Piech publicly withdrew his confidence in Winterkorn on Friday but major VW power players including the powerful works council, the state of Lower Saxony and Piech's cousin, Wolfgang Porsche, rallied to Winterkorn's side over the weekend.
Piech told the German magazine Der Spiegel in an interview published Friday that he was keeping himself "at a distance" from the CEO and that Winterkorn will not succeed him as chairman.
Piech appears isolated after the works council, Lower Saxony and Wolfgang Porsche supported Winterkorn. Porsche, chairman of Porsche SE, which owns the majority of Volkswagen's common stock, described his cousin's comments as a "private opinion" that was not coordinated with the rest of the family. The state of Lower Saxony, where VW is based and which owns a fifth of VW's voting shares, as well as the carmaker's labor leader, issued statements backing Winterkorn.

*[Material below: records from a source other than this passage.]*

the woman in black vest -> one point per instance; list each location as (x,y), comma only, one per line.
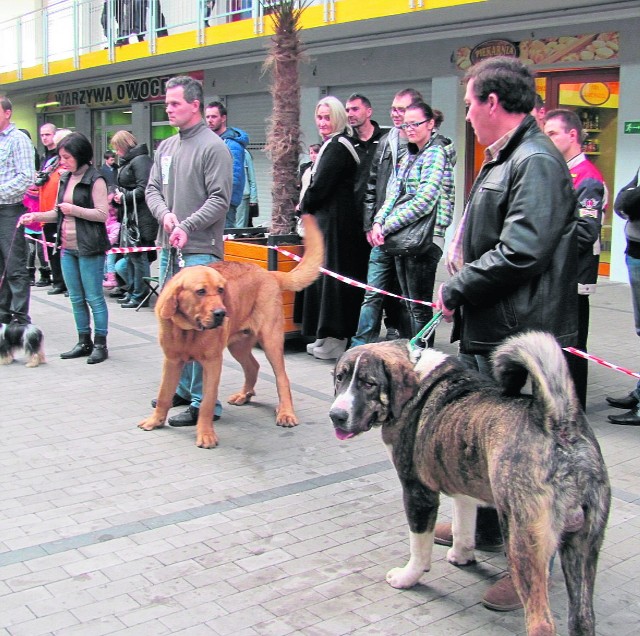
(135,166)
(81,213)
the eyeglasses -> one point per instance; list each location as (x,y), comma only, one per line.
(413,125)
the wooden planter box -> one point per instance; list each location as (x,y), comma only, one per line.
(255,250)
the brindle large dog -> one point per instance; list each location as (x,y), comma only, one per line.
(533,457)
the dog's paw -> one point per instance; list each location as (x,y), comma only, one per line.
(403,578)
(150,423)
(206,440)
(461,557)
(240,398)
(286,418)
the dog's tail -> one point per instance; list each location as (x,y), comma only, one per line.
(539,356)
(308,269)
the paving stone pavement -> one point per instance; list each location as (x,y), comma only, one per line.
(108,529)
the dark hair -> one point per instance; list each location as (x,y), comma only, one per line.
(222,109)
(506,77)
(79,147)
(424,108)
(191,88)
(569,119)
(362,98)
(416,96)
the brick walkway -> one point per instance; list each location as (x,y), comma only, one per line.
(106,529)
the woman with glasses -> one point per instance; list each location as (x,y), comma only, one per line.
(424,185)
(328,310)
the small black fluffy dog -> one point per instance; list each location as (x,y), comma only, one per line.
(29,338)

Piech, 77, and Winterkorn, 67, have worked closely together for decades and Winterkorn has long been seen by insiders as Piech's successor as VW chairman. A senior labor representative said Piech had criticized Winterkorn at past board meetings, particularly with regard to the weak U.S. operations, according to Reuters. VW's $1 billion U.S. plant in Chattanooga has been underutilized for more than a year after demand dried up for the locally-built Passat sedan, a model that Winterkorn had personally lobbied for, a company source said.
Management succession
Equity researchers Evercore ISI said Piech may be setting the pace for management succession ahead of VW's annual meeting on May 5. "It will not be easy to shape a new management team VW after almost 35 years of Piech/Winterkorn," Evercore ISI said in an investors note.
Daniel Schwarz, a Frankfurt-based analyst at Commerzbank, said in a note that Winterkorn's position is "weaker" now, even if Piech can't muster the board votes to fire him.

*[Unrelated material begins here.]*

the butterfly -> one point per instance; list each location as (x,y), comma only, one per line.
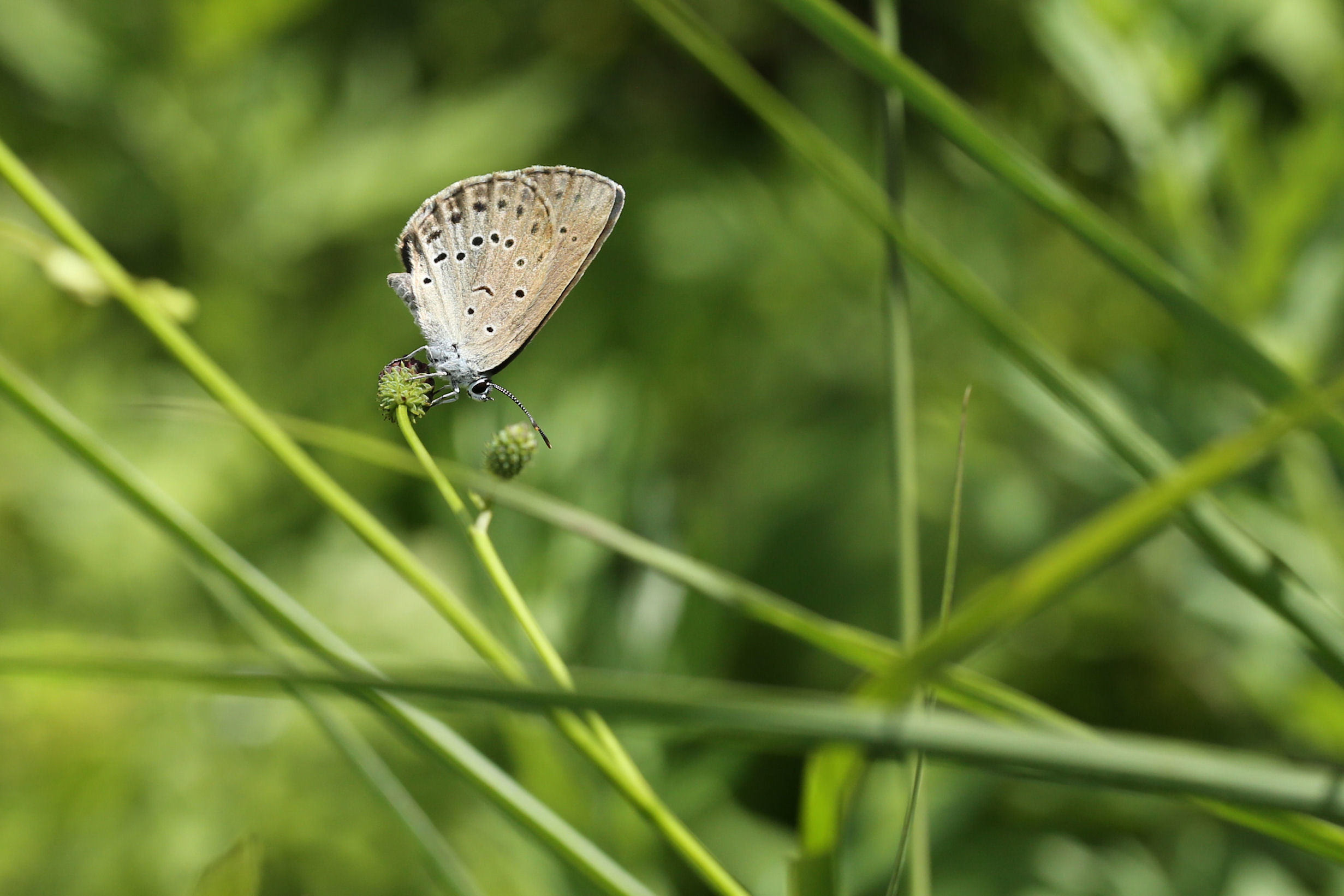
(488,260)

The supervisory board's steering committee will meet this week to discuss the leadership crisis, a company source said, without being more specific.
Winterkorn, who has been at the helm of VW since 2007, let it be known on Saturday that he will fight for his job. The CEO feels emboldened by support from strong allies, two sources at VW told Reuters. He is determined to prove that his strategy will keep VW competitive in the long run, Bloomberg also reported, citing people familiar with his thinking.

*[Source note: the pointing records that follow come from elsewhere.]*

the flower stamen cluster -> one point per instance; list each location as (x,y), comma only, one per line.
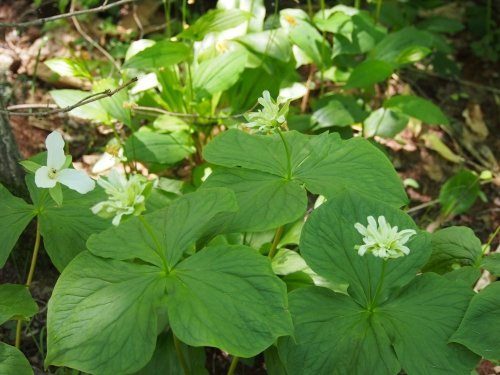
(383,241)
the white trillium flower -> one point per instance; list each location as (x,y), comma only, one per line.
(383,241)
(125,197)
(56,169)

Exactly how the power struggle will play out is dependent upon the 20-member supervisory board, which in Germany oversees company strategy and appoints top management.
Winterkorn has a powerful ally in works council chief Bernd Osterloh, who sits on the board. The 10 employee representatives on the board historically have voted as one block to maximize their power. The backing of worker representatives was crucial to Piech's ousting of previous CEO Bernd Pischetsrieder in 2006.
"We have a clear position which remains unchanged. With Dr. Winterkorn we have one of the most successful automotive managers on board," Osterloh said in a statement Friday. "If it was up to us, we would extend his contract beyond 2016," the statement said, adding that it was in the interests of Volkswagen to focus on its core business rather than questioning the company's leadership.
The state of Lower Saxony has two board seats. State Prime Minister Stephan Weil was "unpleasantly surprised" by the Spiegel report, state government spokesman Michael Juerdens said Saturday, declining to give further details on Lower Saxony's view of the matter.
"We appreciate the work of Chief Executive Officer Martin Winterkorn very much," Olaf Lies, the state's economy minister, told Germany's Bild am Sonntag newspaper. The public shareholder is taking "a very calm view" of Piech's announcement "in view of the majority powers on the supervisory board," Lies said.
Removing Winterkorn, whose term expires next year, would be difficult for Piech because doing so requires being able to show that the CEO has steered the carmaker in a direction that has greatly harmed it, according to the company's articles of incorporation. If workers and Lower Saxony team up to support Winterkorn, Piech would in any case not have enough votes to remove him under the complex voting rules required to do so.
The holding company Porsche Automobil SE, owned by the Porsche and Piech families, controls 51 percent of VW common stock. The Porsche family has two members on VW's supervisory board. Piech's side of the family has three seats. Piech has run the board since 2002 when he stepped up from his post as VW chief executive.
Taken together, the board backers who emerged for Winterkorn over the weekend would have a 14-seat majority and could easily prevent Piech from trying to remove the CEO.
The smooth transfer of VW's leadership to Winterkorn that many expected in 2017 now seems unlikely but Winterkorn is in a position of strength after bringing VW to the cusp of snatching the global sales crown from Toyota Motor -- a goal he may achieve as early as this year.